# conservation of linear momentum

• Jun 29th 2009, 01:17 AM
thereddevils
conservation of linear momentum
Neutrons in a nuclear reactor have the Kinetic energy $\displaystyle 6.0\times10^{-13}$J . The kinetic energy of the neutron is reduced to $\displaystyle 6.0\times10^{-21}$ by a series of collision between the neutron and carbon nuclei in the moderator . On average , the fractional loss of the kinetic energy of the neutron after each collision is 0.14 . how many collisions does a neutron experience in the process ?

My working :

Let the initial Kinetic energy : $\displaystyle E_o$

Kinetic energy after 1 collision = $\displaystyle (1-0.14)E_o$

After n collisions , the kinetic energy will be

(1) $\displaystyle n(0.86)E_o$ or

(2) $\displaystyle (0.86)^nE_o$

Which one is the correct one and why is it so ?? Thanks for your time .
• Jun 29th 2009, 01:29 AM
malaygoel
Quote:

Originally Posted by thereddevils
Neutrons in a nuclear reactor have the Kinetic energy $\displaystyle 6.0\times10^{-13}$J . The kinetic energy of the neutron is reduced to $\displaystyle 6.0\times10^{-21}$ by a series of collision between the neutron and carbon nuclei in the moderator . On average , the fractional loss of the kinetic energy of the neutron after each collision is 0.14 . how many collisions does a neutron experience in the process ?

My working :

Let the initial Kinetic energy : $\displaystyle E_o$

Kinetic energy after 1 collision = $\displaystyle (1-0.14)E_o$

After n collisions , the kinetic energy will be

(1) $\displaystyle n(0.86)E_o$ or

(2) $\displaystyle (0.86)^nE_o$

Which one is the correct one and why is it so ?? Thanks for your time .

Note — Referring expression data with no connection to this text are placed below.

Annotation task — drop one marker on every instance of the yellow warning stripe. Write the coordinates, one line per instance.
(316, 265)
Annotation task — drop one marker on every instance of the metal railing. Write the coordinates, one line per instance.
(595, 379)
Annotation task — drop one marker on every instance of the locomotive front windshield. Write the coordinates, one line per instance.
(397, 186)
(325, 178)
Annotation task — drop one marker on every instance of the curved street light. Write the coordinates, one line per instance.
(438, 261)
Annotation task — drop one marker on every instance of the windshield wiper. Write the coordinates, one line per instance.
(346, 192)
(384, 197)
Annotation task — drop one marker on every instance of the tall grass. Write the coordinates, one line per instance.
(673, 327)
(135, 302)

Let $\displaystyle E_n$ be the energy after n collisions.

then, $\displaystyle E_1=.86E_0$
$\displaystyle E_2=.86E_1$
..................................
$\displaystyle E_n=.86E_{n-1}$
..................................

which gives $\displaystyle E_n=(.86)^nE_0$
• Jun 29th 2009, 05:03 AM
thereddevils
Quote:

Originally Posted by malaygoel
Let $\displaystyle E_n$ be the energy after n collisions.

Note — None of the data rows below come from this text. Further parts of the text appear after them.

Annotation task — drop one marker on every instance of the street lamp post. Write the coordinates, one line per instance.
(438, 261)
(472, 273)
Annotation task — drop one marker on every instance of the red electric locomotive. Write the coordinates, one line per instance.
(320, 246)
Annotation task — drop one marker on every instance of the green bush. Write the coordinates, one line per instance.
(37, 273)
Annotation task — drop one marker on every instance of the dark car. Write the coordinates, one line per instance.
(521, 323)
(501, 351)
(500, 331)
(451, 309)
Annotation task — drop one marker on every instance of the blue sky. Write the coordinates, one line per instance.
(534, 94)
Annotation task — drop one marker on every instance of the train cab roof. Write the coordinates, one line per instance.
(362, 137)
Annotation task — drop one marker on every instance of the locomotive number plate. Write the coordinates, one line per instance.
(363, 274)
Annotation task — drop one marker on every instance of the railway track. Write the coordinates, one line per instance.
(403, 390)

then, $\displaystyle E_1=.86E_0$
$\displaystyle E_2=.86E_1$
..................................
$\displaystyle E_n=.86E_{n-1}$
..................................

which gives $\displaystyle E_n=(.86)^nE_0$

oh ok , i see now . Thanks a lot !!

so it actually forms a geometric progression ,

0.86Eo , (0.86)^2Eo , ... , (0.86)^nEo

Thanks again,